Nos gusta creer que nuestras circunstancias son únicas cuando, en su fondo esencial, responden a lo que otras muchas personas ya han vivido antes. Toda narrativa es universal, lo que cambian son los detalles que la definen. Nuestro amor no se parece al de ningún otro, porque nuestras circunstancias vienen mediadas por una infinidad de acontecimientos determinados a priori —desde convenciones culturales hasta experiencias personales, pasando por la inevitable pura casualidad de los acontecimientos inesperados — , pero todos los amores se parecen entre sí porque todos compartimos la misma base: somos seres humanos. Todos estamos cableados igual, o al menos lo suficientemente parecido como para no diferir demasiado los unos de los otros. La narrativa básica de nuestras circunstancias, aquello que somos nosotros, no difiere en nada de un ser humano a otro, lo que difiere son las particularidades que la configuran. Aunque perdamos matices cuando presenciamos las circunstancias de otro por aquellos detalles en que nos son ajenas, sea en la ficción o en la realidad, sea de otro tiempo o lugar, siempre podemos comprender la realidad profunda, aquello que hay de esencialmente humano, en lo que nos narra.

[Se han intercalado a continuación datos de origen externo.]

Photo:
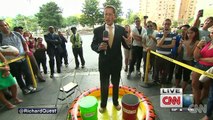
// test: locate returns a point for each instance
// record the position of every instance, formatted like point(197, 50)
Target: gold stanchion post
point(31, 72)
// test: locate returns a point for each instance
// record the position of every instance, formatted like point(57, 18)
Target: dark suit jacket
point(53, 42)
point(112, 61)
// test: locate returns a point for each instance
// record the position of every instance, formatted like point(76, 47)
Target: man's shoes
point(32, 89)
point(51, 76)
point(128, 75)
point(41, 80)
point(138, 73)
point(59, 71)
point(118, 107)
point(25, 91)
point(102, 110)
point(45, 72)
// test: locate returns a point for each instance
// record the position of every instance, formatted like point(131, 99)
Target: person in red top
point(203, 54)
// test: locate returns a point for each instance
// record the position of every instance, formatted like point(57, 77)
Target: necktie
point(74, 38)
point(111, 36)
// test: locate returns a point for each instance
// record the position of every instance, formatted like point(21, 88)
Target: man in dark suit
point(53, 50)
point(110, 56)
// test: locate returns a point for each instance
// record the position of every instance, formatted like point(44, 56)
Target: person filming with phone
point(165, 43)
point(208, 22)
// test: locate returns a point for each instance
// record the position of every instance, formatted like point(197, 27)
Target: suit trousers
point(17, 70)
point(54, 54)
point(78, 52)
point(104, 80)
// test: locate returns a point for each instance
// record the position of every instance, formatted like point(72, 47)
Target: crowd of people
point(191, 45)
point(19, 71)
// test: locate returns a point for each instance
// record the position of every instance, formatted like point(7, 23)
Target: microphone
point(105, 38)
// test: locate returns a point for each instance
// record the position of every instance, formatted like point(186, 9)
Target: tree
point(91, 13)
point(50, 15)
point(118, 8)
point(71, 20)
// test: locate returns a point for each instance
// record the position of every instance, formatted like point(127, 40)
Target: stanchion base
point(36, 90)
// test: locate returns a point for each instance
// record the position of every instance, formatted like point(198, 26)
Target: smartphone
point(201, 11)
point(145, 17)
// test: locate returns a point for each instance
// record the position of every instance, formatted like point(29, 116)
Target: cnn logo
point(171, 97)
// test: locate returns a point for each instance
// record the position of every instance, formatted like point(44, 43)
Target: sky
point(11, 8)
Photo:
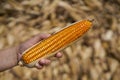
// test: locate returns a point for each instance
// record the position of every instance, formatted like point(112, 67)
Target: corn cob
point(56, 42)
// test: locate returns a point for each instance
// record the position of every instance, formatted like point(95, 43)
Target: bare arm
point(11, 56)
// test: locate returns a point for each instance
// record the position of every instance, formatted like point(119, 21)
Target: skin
point(10, 57)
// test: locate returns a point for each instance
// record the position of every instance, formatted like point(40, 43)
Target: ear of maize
point(56, 42)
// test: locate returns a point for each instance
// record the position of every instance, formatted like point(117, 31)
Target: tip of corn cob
point(56, 42)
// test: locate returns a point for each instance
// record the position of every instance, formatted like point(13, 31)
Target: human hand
point(30, 43)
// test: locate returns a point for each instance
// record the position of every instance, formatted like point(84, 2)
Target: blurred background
point(96, 56)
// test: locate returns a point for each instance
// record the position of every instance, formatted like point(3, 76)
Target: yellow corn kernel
point(56, 42)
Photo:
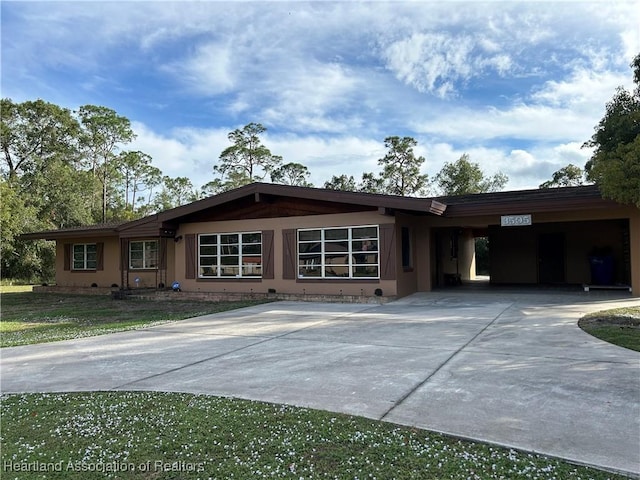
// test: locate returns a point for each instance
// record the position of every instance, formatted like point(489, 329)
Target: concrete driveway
point(508, 368)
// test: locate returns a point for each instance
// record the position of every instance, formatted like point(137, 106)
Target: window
point(230, 255)
point(344, 252)
point(143, 255)
point(85, 256)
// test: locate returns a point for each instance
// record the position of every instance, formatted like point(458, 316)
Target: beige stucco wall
point(322, 287)
point(111, 274)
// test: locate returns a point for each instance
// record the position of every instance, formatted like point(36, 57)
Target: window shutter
point(267, 254)
point(99, 256)
point(388, 251)
point(190, 255)
point(289, 254)
point(67, 256)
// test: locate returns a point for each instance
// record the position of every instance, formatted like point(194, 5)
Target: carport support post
point(634, 238)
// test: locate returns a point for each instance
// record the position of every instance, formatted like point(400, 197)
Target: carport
point(539, 237)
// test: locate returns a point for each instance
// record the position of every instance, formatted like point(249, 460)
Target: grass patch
point(150, 435)
point(15, 288)
point(29, 317)
point(619, 326)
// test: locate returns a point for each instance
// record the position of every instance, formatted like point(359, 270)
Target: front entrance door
point(551, 255)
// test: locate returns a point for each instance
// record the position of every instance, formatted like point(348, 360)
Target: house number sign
point(515, 220)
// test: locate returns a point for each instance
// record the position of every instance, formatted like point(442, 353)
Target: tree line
point(63, 168)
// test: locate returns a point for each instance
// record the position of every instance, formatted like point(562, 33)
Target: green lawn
point(620, 326)
point(27, 317)
point(145, 435)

Desde occidente es fácil apreciar esta problemática en Ong Bak por lo que tiene de choque de dos mundos tan fascinantes como ajenos a nuestra lógica: la forma japonesa y el contenido tailandés. En la forma fusila la estética japonesa de los 70’s, cierto regusto kitsch heredado de una tradición fílmica cuyos orígenes son teatrales —fijando su mirada de forma particular en el cine de Seijun Suzuki, aunque las escenas de acción parezcan impregnadas del sobrio espíritu de Sonny Chiba—; en el fondo todo se mueve bajo las sólidas coordenadas del budismo, un budismo sui generis entendido a través de las particularidades regionales explicitadas a través del muay thai. ¿Cómo consiguió una película tan alejada del canon occidental ser un éxito mundial? Por el carisma de Tony Jaa, por una narrativa muy bien cuidado; en resumen, por un universalismo bien entendido.
El carisma de Tony Jaa resulta evidente. Su capacidad para hacer de la hostia una parte esencial de su personaje, comunicándose a través de actos sin necesidad de articular apenas palabras, hacen que su lenguaje sea más el movimiento que la lengua; el muay thai es su lengua madre, su uso el modo a través del cual desgranada su pensamiento. Cada golpe de Ting, el protagonista al que da vida Tony Jaa, es una expresión lingüística por sí misma. Ahora bien, no acaba con las hostias ese lenguaje: cuando está corriendo u observando su entorno o haciendo acrobacias, sus movimientos son los de un tigre acechando; cada fibra de su cuerpo, cada gesto de su rostro, parecen cincelados para ser filmados como un acontecimiento cinético.
Todo en él es armonía con el cosmos, personificación física del buda. Si tiene carisma no es porque resulte atrayente, sino porque comunica con todo su ser; no necesita palabras, sólo movimientos, gestos y golpes para transmitir aquello que desea hacernos llegar a cada instante. Es una fuerza de la naturaleza, el talento natural de un lenguaje universal pulido a través de siglos de conocimiento y años de práctica en un cuerpo perfecto.
De armonía con el todo trata Ong Bak. Al final Ting no es más que el motor búdico, el karma, que sitúa a todos los individuos allí donde deberían estar: George, que al principio de la película niega ser Humlae para sólo admitir su identidad anterior en la catarsis, es el auténtico protagonista de la historia. Historia de descubrimiento, redención y hostias inmensas donde el protagonista está desplazado, donde la fuerza primaria que supone el actor principal no puede ser protagonista de nada —porque carece de motivaciones, evolución o humanidad; es pura armonía, equilibrio cósmico, deus ex machina en movimiento — , sino conducto secundario que precipita los acontecimientos de la auténtica evolución de la historia. Ting no evoluciona, no cambia, sólo es. La pregunta esencial no es si Ting recuperará la cabeza de Ong Bak —entre otras cosas, porque es evidente que sí: en tanto representación física del karma debe restablecer el equilibrio, es imposible que no lo haga — , sino si George aceptará su destino. Si regresará al camino búdico aceptando ser Humlae.
Más allá de las hostias, del espíritu asiático, del budismo y todas las particularidades que nos alejan de su lógica interna, ¿quién no se siente identificado con la historia de un hombre huyendo de sí mismo, cuya vida le da alcance para recordarle quién es, que nadie cambia, que aquello que somos en el fondo no podemos cambiarlo? Todos nos sentimos identificados con esa historia porque, en último término, todos lo hemos vivido por más diferentes que sean los significados que le hayamos dado al proceso. Y de eso y no de hostias trata Ong Bak.